Atkinson then spoke to Hupp’s family, reading from a statement written on a piece of paper.
“I am truly sorry for what I’ve done. I was not properly medicated…I hope you will forgive me for my actions.”
“This is astonishing,” stated Judge Michael V. Repella, II.
“I have never seen this level of forgiveness. I hope you can find some way to make up for this in prison…You killed him for no reason. This is truly a waste. You are getting 20 years to life because you owned up to what you did, and the family is ok with it.”
Atkinson will be eligible for parole after 20 years on the aggravated murder charge, one of eight original charges in the indictment.

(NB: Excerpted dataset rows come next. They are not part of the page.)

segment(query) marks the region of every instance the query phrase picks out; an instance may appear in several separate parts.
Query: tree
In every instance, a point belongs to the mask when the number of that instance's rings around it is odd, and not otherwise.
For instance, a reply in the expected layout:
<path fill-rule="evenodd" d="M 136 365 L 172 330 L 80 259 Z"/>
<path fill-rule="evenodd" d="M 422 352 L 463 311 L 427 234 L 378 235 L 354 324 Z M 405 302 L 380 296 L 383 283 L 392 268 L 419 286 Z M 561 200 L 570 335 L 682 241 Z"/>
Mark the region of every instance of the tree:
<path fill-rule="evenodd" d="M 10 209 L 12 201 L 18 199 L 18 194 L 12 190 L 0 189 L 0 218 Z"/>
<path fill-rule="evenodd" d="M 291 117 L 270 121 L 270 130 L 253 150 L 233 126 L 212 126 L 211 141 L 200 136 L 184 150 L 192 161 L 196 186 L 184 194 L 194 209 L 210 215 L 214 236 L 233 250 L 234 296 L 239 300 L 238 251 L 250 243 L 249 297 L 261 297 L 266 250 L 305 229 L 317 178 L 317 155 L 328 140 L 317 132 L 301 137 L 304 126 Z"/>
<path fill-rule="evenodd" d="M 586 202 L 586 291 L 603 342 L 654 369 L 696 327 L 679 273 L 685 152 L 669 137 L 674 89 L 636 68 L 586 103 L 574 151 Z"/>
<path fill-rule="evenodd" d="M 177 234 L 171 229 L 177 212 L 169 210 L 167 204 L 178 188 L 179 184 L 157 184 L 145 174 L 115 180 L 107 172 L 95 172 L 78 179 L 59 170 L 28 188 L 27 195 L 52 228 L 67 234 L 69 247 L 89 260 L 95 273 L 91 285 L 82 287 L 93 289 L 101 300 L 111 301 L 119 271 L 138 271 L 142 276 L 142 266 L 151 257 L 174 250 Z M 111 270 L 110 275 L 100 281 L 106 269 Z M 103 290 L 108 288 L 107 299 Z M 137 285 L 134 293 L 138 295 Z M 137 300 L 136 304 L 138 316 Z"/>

He was also sentenced to an indefinite 11 to 16 and a half years on the aggravated arson charge, which will run concurrent with the aggravated murder sentence.
The prosecution, represented by Prosecuting Attorney Steven D. Barnett and Assistance Prosecutor Mike Roth, agreed to nolle two counts of murder, a second count of aggravated arson, two counts of kidnapping and felonious assault in exchange for Atkinson’s guilty plea to aggravated murder and aggravated arson.
The guilty plea averted a jury trial, which was scheduled to begin April 5.
Atkinson was indicted Feb. 3. 2021, and entered a plea of not guilty by reason of insanity Feb. 16. Repella ordered him to undergo a mental competency evaluation to determine if he was competent to stand trial.
The Forensic Diagnostic Center of District Nine determined he was not competent to stand trial at that time but was restorable within one year if provided a course of treatment. Repella ordered Atkinson spend the next year at Behavioral Healthcare Center at Massillon during an April 2021 court hearing.
In December 2021, after completion of the program at Behavioral Healthcare, Atkinson was found competent to stand trial and the case against him moved forward with the establishment of a trial date.
If Atkinson is released from prison after serving 20 years of the sentence, he must register as a violent offender and with the arson registry. He will be 74 years old when he is eligible for parole.
“This is effectively a life sentence as parole is never guaranteed,” Barnett later told The Messenger. “The family supported this sentence because of the finality and certainty of the outcome.”